平月公主走到近前,趴到姜灼腿上,一個勁地瞅著諸葛庸,不時地摸摸他的臉,又愛惜地親了親諸葛庸,到後來看著他,小聲地道:「阿弟,母妃沒了,以後就剩咱們兩個,多可憐!」
別人隔得遠些,自是不知道平月公主在說什麼,姜灼卻聽得一清二楚,心下不由一酸,想來平月公主好些日子未得見母親,這會子突然聽說洛昭儀沒了,心裡傷痛可想而知。

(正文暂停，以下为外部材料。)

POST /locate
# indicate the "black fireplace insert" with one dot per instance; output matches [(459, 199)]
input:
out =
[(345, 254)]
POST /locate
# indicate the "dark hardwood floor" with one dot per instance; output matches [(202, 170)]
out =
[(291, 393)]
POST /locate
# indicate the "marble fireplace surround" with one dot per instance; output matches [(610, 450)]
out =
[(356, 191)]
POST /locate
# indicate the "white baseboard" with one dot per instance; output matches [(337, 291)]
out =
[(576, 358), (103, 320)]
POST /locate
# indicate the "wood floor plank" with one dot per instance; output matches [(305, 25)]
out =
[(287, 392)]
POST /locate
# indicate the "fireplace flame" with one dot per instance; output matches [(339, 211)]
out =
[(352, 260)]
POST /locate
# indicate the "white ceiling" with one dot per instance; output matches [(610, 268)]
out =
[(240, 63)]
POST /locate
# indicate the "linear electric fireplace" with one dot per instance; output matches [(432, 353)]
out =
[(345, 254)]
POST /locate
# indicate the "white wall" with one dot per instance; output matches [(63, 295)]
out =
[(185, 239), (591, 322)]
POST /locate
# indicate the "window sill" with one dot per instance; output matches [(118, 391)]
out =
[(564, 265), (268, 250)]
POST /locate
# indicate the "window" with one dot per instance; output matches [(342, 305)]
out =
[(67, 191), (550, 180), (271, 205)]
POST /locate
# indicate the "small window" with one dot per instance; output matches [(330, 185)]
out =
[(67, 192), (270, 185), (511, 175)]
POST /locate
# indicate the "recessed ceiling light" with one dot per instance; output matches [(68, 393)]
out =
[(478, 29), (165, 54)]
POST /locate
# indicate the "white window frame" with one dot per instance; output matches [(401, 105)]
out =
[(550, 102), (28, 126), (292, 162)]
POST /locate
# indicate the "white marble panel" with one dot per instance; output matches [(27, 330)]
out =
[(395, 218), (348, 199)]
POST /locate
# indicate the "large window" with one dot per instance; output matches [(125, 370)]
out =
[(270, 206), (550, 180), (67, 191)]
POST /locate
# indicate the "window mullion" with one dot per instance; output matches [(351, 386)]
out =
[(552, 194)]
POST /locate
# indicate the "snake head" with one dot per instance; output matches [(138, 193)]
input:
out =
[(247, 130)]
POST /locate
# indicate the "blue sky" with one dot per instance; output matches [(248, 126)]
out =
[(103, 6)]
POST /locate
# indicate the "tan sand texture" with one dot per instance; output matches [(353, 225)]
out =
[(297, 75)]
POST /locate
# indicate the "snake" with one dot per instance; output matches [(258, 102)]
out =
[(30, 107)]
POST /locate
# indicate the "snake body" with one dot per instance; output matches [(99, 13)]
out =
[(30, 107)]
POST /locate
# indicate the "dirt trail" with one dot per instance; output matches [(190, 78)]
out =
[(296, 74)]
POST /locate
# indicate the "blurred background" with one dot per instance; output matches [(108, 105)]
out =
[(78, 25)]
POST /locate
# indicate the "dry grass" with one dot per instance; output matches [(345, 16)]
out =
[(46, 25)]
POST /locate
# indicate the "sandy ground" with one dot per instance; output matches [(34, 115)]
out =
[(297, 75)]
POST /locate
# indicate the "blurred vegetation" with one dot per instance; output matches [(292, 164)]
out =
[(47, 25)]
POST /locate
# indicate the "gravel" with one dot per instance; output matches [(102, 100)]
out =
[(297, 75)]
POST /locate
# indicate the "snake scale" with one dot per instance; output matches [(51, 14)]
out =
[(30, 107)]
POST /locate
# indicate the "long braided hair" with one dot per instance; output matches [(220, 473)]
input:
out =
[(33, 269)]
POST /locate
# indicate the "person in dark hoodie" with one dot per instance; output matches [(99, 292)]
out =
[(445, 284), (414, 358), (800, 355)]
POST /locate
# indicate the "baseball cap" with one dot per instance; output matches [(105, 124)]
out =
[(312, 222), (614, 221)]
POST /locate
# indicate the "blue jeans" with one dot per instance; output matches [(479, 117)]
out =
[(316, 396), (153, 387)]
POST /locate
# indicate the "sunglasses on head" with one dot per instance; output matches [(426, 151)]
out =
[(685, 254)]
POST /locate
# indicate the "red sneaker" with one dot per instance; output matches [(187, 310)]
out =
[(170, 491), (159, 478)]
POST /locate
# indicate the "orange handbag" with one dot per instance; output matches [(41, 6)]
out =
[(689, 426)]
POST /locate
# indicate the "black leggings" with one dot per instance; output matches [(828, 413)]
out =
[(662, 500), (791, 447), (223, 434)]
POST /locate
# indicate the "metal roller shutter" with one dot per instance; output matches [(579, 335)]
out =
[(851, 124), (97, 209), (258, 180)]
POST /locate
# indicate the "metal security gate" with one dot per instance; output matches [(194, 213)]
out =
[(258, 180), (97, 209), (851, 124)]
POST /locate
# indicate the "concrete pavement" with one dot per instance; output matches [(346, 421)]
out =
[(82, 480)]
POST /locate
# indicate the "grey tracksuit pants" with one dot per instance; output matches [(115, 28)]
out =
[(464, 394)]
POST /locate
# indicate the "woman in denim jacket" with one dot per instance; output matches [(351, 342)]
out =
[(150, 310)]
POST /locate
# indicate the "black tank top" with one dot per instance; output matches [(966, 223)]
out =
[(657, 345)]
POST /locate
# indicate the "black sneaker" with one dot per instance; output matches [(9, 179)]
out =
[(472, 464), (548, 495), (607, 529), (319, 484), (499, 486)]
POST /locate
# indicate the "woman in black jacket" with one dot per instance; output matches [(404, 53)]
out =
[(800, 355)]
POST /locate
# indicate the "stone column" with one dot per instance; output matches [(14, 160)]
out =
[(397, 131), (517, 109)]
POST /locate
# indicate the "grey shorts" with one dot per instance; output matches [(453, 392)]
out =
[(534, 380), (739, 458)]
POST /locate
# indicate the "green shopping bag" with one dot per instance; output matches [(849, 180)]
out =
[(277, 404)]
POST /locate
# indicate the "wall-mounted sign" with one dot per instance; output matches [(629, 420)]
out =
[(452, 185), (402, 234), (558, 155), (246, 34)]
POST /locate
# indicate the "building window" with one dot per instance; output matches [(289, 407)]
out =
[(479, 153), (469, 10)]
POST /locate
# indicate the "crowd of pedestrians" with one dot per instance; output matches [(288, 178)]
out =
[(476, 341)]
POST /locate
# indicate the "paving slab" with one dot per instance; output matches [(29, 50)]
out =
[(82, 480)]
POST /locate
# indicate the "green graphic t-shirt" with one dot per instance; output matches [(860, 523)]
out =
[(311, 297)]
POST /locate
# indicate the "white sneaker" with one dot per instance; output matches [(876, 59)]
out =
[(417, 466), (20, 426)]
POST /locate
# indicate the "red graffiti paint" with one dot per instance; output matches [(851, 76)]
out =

不遠處,楊嬤嬤倒笑起來,望著姜灼這邊,道:「這便是同胞姐弟,自是比別人來得親些。」
「是啊,當初平陽像平遙這般大時,見宮裡其他皇子想欺負聖上,竟是一力護得很,還跟人打起來。」王太后也在一旁感嘆。
平遙公主這時上前拍拍平月公主肩膀,平月公主抬起頭來,竟已是眼淚汪汪。
姜灼只覺得心疼得不行,不免俯過身去,用空著的手替她擦了擦淚,在她耳邊哄道:「公主可是阿姐,小殿下日後還得你照顧,你這般哭哭啼啼,讓小殿下如何是好?」
平遙公主也悄聲叮囑:「平月,此處是太后娘娘宮中,聖上也在,不可造次。」
平月公主抽抽鼻子,雖不敢大哭,眼淚卻是「啪嗒」一下又落了下來。
姜灼眼圈也終於紅了,如今平月公主雖瞧著懂事,畢竟還是三、四歲的孩子,她甚至比寶兒還小些,雖在這宮中錦衣玉食,卻終歸乏人疼愛,又受洛氏一族謀逆之事影響,平月公主的境遇,恐怕怕好不到哪兒去。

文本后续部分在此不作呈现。